# Unclear concept on simple 2nd order differential eq

1. Nov 10, 2015

### davon806

1. The problem statement, all variables and given/known data
Hi,I am learning to solve 2nd-order differential eq.
Suppose I have a equation
dy/dx - 3x = 0...........(1)
Then dy/dx = 3x -----> x = 3(x^2)/2
Now if I have a 2nd order ODE such that:
d^2y/dx^2 = 3.............(2)
Then it could be solved by integrating both sides wrt x twice,which yields
y = 3(x^2)/2 + Ax + B

Now,consider the case:
d^2y/dx^2 -6dy/dx + 9 = 0.........(3)
I know it could be solved by using the idea of auxiliary equation(Putting y = Ae^(sx) into the initial eq)

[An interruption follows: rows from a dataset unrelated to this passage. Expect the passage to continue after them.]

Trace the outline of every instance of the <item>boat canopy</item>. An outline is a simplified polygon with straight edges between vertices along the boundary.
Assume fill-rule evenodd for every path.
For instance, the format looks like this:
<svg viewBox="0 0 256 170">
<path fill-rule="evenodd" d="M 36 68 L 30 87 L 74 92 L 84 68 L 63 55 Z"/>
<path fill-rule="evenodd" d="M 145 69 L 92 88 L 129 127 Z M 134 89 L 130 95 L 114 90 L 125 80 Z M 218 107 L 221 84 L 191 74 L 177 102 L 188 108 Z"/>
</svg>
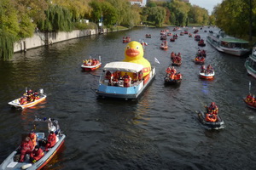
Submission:
<svg viewBox="0 0 256 170">
<path fill-rule="evenodd" d="M 142 65 L 124 61 L 108 63 L 103 68 L 104 71 L 121 71 L 127 72 L 138 72 L 143 69 L 143 65 Z"/>
</svg>

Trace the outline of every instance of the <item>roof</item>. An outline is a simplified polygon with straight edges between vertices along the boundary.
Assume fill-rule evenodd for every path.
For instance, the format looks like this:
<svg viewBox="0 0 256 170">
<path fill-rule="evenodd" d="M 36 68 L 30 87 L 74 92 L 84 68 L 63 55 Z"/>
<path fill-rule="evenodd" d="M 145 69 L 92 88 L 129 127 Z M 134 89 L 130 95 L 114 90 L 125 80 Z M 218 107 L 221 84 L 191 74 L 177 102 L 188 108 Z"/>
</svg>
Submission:
<svg viewBox="0 0 256 170">
<path fill-rule="evenodd" d="M 142 65 L 121 61 L 108 63 L 103 68 L 104 71 L 122 71 L 127 72 L 138 72 L 143 69 L 143 65 Z"/>
<path fill-rule="evenodd" d="M 224 37 L 221 39 L 222 42 L 233 42 L 233 43 L 249 43 L 249 42 L 239 39 L 239 38 L 234 38 L 234 37 Z"/>
</svg>

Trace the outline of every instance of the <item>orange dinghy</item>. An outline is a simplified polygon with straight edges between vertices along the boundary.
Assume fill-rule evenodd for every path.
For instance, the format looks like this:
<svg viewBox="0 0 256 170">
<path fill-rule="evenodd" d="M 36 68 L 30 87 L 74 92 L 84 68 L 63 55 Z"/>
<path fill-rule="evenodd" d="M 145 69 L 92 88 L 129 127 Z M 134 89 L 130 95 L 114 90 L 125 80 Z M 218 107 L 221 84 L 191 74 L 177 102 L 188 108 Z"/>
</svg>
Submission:
<svg viewBox="0 0 256 170">
<path fill-rule="evenodd" d="M 44 94 L 43 88 L 39 89 L 39 93 L 37 91 L 29 93 L 29 91 L 26 90 L 26 94 L 22 97 L 10 101 L 8 104 L 18 109 L 25 109 L 36 105 L 45 99 L 46 94 Z"/>
<path fill-rule="evenodd" d="M 84 64 L 81 65 L 81 68 L 84 71 L 94 71 L 102 66 L 101 56 L 99 56 L 99 60 L 96 59 L 90 59 L 84 60 Z"/>
</svg>

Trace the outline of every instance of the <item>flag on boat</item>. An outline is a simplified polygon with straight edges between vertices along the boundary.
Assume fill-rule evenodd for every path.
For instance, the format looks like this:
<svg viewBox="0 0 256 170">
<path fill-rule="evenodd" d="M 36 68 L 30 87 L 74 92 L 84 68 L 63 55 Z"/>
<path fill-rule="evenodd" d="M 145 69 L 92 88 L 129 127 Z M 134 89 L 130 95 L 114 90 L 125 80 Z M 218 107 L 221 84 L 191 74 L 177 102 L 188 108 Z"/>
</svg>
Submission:
<svg viewBox="0 0 256 170">
<path fill-rule="evenodd" d="M 154 62 L 160 64 L 159 60 L 154 57 Z"/>
</svg>

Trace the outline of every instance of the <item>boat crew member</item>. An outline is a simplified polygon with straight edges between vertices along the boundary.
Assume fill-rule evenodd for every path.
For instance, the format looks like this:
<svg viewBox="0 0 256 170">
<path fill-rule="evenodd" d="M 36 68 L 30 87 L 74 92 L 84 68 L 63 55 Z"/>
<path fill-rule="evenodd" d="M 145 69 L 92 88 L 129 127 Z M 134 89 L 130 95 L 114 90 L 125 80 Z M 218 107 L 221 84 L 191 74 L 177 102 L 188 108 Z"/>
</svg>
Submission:
<svg viewBox="0 0 256 170">
<path fill-rule="evenodd" d="M 203 65 L 201 66 L 201 72 L 204 72 L 206 70 L 206 66 Z"/>
<path fill-rule="evenodd" d="M 124 80 L 124 88 L 129 88 L 131 78 L 129 75 L 127 75 L 126 72 L 123 76 L 123 80 Z"/>
<path fill-rule="evenodd" d="M 37 134 L 34 132 L 31 132 L 29 133 L 29 138 L 30 138 L 31 141 L 32 142 L 33 145 L 36 146 L 37 145 Z"/>
<path fill-rule="evenodd" d="M 46 143 L 44 150 L 48 151 L 49 148 L 54 147 L 54 145 L 55 145 L 55 144 L 56 144 L 56 141 L 57 141 L 57 137 L 56 137 L 55 133 L 53 131 L 50 131 L 50 133 L 47 138 L 47 143 Z"/>
<path fill-rule="evenodd" d="M 167 73 L 167 75 L 170 75 L 171 71 L 172 71 L 172 68 L 170 66 L 168 66 L 167 69 L 166 70 L 166 72 Z"/>
<path fill-rule="evenodd" d="M 24 157 L 26 154 L 30 154 L 32 150 L 34 149 L 34 145 L 31 141 L 30 138 L 27 136 L 26 137 L 25 140 L 20 144 L 20 162 L 24 162 Z"/>
<path fill-rule="evenodd" d="M 217 122 L 217 116 L 215 114 L 207 113 L 206 114 L 206 121 L 210 122 Z"/>
<path fill-rule="evenodd" d="M 30 160 L 32 163 L 35 163 L 36 162 L 40 160 L 44 156 L 44 150 L 38 145 L 36 145 L 35 149 L 30 154 Z"/>
<path fill-rule="evenodd" d="M 106 79 L 108 80 L 108 84 L 111 85 L 111 83 L 112 83 L 112 78 L 113 78 L 113 74 L 109 71 L 108 71 L 107 73 L 106 73 L 106 76 L 105 77 L 106 77 Z"/>
<path fill-rule="evenodd" d="M 218 114 L 218 108 L 216 105 L 215 102 L 212 102 L 210 106 L 207 108 L 207 112 L 212 114 Z"/>
</svg>

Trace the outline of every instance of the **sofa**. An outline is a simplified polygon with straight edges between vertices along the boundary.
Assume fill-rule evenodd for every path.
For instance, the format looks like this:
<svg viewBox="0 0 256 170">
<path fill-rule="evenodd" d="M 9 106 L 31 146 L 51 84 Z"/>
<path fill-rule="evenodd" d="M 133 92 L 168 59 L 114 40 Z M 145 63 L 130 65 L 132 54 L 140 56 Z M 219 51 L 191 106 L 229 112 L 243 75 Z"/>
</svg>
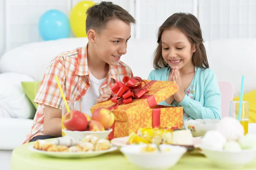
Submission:
<svg viewBox="0 0 256 170">
<path fill-rule="evenodd" d="M 0 58 L 0 150 L 12 150 L 21 144 L 32 123 L 36 107 L 31 102 L 34 96 L 25 93 L 21 82 L 40 81 L 56 55 L 87 42 L 83 37 L 31 43 L 7 52 Z M 250 94 L 256 89 L 255 44 L 256 39 L 205 43 L 210 68 L 218 80 L 232 83 L 234 96 L 240 95 L 242 75 L 245 76 L 244 93 Z M 146 79 L 154 69 L 152 58 L 156 46 L 154 40 L 131 39 L 121 61 L 131 67 L 134 76 Z M 28 87 L 26 90 L 35 93 L 35 87 Z"/>
</svg>

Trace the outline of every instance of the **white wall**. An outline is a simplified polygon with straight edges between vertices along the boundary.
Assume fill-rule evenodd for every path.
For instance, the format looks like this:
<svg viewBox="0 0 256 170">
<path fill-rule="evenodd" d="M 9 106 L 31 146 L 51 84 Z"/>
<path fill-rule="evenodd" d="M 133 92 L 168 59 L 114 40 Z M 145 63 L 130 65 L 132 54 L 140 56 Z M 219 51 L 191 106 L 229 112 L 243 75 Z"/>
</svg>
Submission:
<svg viewBox="0 0 256 170">
<path fill-rule="evenodd" d="M 0 0 L 0 57 L 5 50 L 42 40 L 38 21 L 47 10 L 58 9 L 69 17 L 73 7 L 81 1 Z M 256 0 L 111 1 L 126 9 L 137 20 L 137 24 L 132 28 L 132 38 L 155 40 L 157 28 L 176 12 L 189 12 L 198 17 L 207 41 L 256 38 Z"/>
<path fill-rule="evenodd" d="M 5 50 L 5 1 L 0 0 L 0 57 Z"/>
</svg>

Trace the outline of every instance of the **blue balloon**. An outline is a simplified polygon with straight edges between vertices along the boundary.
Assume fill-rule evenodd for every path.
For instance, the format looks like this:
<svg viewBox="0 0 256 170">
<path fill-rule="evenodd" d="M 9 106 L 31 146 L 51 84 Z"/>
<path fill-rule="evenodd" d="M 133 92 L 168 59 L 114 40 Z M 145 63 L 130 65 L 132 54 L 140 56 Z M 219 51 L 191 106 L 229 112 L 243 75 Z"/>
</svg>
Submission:
<svg viewBox="0 0 256 170">
<path fill-rule="evenodd" d="M 44 13 L 38 23 L 39 34 L 44 40 L 53 40 L 70 37 L 68 18 L 61 11 L 51 9 Z"/>
</svg>

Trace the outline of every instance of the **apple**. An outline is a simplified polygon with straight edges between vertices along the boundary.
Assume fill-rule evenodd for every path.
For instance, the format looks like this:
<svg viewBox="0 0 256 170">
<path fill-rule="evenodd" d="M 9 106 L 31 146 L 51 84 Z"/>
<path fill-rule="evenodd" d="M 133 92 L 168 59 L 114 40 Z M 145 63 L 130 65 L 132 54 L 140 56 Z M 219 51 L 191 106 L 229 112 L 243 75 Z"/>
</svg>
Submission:
<svg viewBox="0 0 256 170">
<path fill-rule="evenodd" d="M 90 121 L 91 120 L 90 117 L 90 116 L 89 115 L 88 115 L 86 113 L 84 113 L 84 115 L 85 116 L 85 117 L 87 118 L 87 121 Z"/>
<path fill-rule="evenodd" d="M 64 116 L 63 124 L 68 130 L 86 130 L 88 121 L 84 113 L 78 110 L 71 110 Z"/>
<path fill-rule="evenodd" d="M 98 121 L 91 120 L 88 122 L 88 130 L 89 131 L 104 131 L 103 125 Z"/>
<path fill-rule="evenodd" d="M 114 123 L 115 115 L 107 108 L 100 107 L 95 110 L 93 114 L 92 119 L 99 122 L 105 129 L 107 129 Z"/>
</svg>

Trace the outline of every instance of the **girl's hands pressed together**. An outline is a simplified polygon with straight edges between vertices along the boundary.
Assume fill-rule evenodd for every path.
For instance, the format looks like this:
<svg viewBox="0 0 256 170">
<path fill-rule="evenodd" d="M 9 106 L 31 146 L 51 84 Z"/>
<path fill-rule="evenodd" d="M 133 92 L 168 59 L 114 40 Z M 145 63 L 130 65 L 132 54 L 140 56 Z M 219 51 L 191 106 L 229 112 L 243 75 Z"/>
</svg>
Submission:
<svg viewBox="0 0 256 170">
<path fill-rule="evenodd" d="M 182 82 L 181 81 L 179 68 L 177 66 L 175 66 L 172 72 L 174 72 L 174 75 L 172 75 L 172 81 L 176 83 L 179 88 L 179 91 L 175 93 L 173 95 L 175 100 L 177 102 L 180 103 L 182 101 L 182 100 L 183 100 L 184 96 L 185 96 L 185 91 Z"/>
</svg>

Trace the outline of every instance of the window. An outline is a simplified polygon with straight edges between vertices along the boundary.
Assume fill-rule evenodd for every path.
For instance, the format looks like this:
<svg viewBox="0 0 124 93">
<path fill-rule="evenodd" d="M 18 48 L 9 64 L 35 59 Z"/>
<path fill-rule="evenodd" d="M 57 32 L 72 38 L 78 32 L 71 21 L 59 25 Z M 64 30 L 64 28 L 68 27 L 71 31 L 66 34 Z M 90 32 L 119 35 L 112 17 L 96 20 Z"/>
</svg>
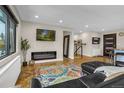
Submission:
<svg viewBox="0 0 124 93">
<path fill-rule="evenodd" d="M 16 31 L 15 31 L 15 24 L 10 20 L 10 33 L 9 33 L 9 40 L 10 40 L 10 54 L 15 52 L 16 46 L 15 46 L 15 35 L 16 35 Z"/>
<path fill-rule="evenodd" d="M 0 58 L 7 55 L 7 16 L 0 9 Z"/>
<path fill-rule="evenodd" d="M 0 6 L 0 59 L 16 52 L 16 22 L 12 14 Z"/>
</svg>

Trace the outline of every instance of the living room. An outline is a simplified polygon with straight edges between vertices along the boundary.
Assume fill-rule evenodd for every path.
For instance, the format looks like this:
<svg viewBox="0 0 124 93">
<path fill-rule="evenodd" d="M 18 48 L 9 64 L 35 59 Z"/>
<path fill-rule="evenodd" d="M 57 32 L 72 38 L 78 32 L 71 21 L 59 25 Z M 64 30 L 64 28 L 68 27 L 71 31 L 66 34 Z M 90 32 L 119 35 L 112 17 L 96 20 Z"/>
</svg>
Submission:
<svg viewBox="0 0 124 93">
<path fill-rule="evenodd" d="M 120 10 L 124 6 L 1 5 L 0 87 L 123 88 Z"/>
</svg>

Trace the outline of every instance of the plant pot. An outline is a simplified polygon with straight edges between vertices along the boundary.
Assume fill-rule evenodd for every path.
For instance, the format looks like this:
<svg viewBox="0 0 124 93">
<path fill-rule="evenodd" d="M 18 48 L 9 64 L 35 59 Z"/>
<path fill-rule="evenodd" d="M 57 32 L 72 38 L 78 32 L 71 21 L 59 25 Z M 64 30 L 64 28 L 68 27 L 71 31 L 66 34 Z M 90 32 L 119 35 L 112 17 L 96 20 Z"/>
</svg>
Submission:
<svg viewBox="0 0 124 93">
<path fill-rule="evenodd" d="M 27 66 L 27 62 L 23 62 L 23 66 Z"/>
</svg>

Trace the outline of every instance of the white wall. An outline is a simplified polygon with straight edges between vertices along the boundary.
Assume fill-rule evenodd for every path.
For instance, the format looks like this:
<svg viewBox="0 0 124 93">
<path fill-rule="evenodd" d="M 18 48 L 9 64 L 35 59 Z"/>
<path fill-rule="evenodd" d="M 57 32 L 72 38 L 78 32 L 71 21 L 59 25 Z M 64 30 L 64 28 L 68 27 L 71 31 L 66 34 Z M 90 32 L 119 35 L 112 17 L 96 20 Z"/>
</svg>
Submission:
<svg viewBox="0 0 124 93">
<path fill-rule="evenodd" d="M 36 40 L 36 29 L 49 29 L 56 31 L 55 41 L 37 41 Z M 51 60 L 40 60 L 37 63 L 49 62 L 49 61 L 62 61 L 63 60 L 63 31 L 65 28 L 38 24 L 31 22 L 22 22 L 22 37 L 27 38 L 31 45 L 31 48 L 27 53 L 27 60 L 31 60 L 31 52 L 42 52 L 42 51 L 57 51 L 57 59 Z"/>
<path fill-rule="evenodd" d="M 92 44 L 92 37 L 101 37 L 101 34 L 97 32 L 83 32 L 74 36 L 75 40 L 81 39 L 82 43 L 86 43 L 83 46 L 83 55 L 85 56 L 97 56 L 101 54 L 100 44 Z"/>
<path fill-rule="evenodd" d="M 74 34 L 70 31 L 64 31 L 64 36 L 70 35 L 69 41 L 69 58 L 74 59 Z"/>
</svg>

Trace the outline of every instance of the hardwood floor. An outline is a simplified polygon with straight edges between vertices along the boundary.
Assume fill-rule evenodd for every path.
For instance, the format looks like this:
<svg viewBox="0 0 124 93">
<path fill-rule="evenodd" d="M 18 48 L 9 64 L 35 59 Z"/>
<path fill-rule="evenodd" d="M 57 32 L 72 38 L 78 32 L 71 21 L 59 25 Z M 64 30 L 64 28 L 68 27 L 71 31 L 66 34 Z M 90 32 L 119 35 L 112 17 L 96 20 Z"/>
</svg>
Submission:
<svg viewBox="0 0 124 93">
<path fill-rule="evenodd" d="M 16 82 L 17 87 L 21 88 L 28 88 L 31 84 L 31 79 L 38 74 L 36 71 L 41 66 L 52 66 L 52 65 L 70 65 L 75 64 L 80 66 L 81 63 L 89 62 L 89 61 L 102 61 L 102 62 L 109 62 L 109 59 L 106 57 L 86 57 L 86 56 L 75 56 L 74 60 L 69 58 L 64 58 L 63 61 L 57 61 L 57 62 L 50 62 L 50 63 L 40 63 L 35 65 L 30 65 L 26 67 L 22 67 L 22 71 L 20 73 L 20 76 Z"/>
</svg>

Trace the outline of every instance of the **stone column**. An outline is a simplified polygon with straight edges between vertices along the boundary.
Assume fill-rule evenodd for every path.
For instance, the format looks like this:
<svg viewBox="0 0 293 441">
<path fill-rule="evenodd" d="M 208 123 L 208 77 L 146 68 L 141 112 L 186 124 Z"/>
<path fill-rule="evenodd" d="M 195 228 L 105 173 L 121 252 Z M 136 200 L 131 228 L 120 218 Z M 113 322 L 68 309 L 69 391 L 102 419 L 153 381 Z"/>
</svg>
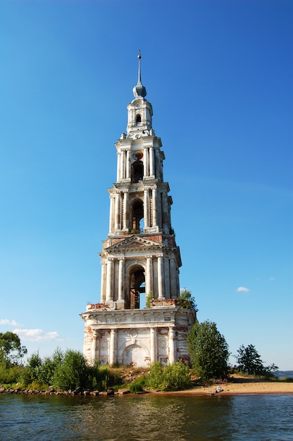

But,why it's not possible to solve (3) by using direct integration on both sides as in (1) and (2)?
I can illustrate it here:
d^2y/dx^2 = 6dy/dx - 9,then I integrate both sides wrt x
dy/dx = 6 -9x + A
y = 6x -9(x^2)/2 + Ax + B
It's obviously incorrect,the (6+A)x term vanishes in the 2nd order derivative.Can someone tell me what's wrong?(I mean on the idea)

Thx
2. Relevant equations

3. The attempt at a solution
I have illustrated it in the problem statement.

2. Nov 10, 2015

### Samy_A

Didn't you lose a $y$ here?
As in: $y'=6y-9x+A$.

3. Nov 10, 2015

### davon806

Thx so much^^,a silly mistake

4. Nov 10, 2015

### Staff: Mentor

As already noted by @samy A, you lost a factor of y in the second line of your work.

Starting with y'' = 6y' - 9, if we integrate (w. respect to x), we get
y' = 6y - 9x + A

If you try the same trick again, you will have y on the left side, but will have $\int y dx$ on the right side. Since you don't know what y is in terms of x, the integral can't be calculated.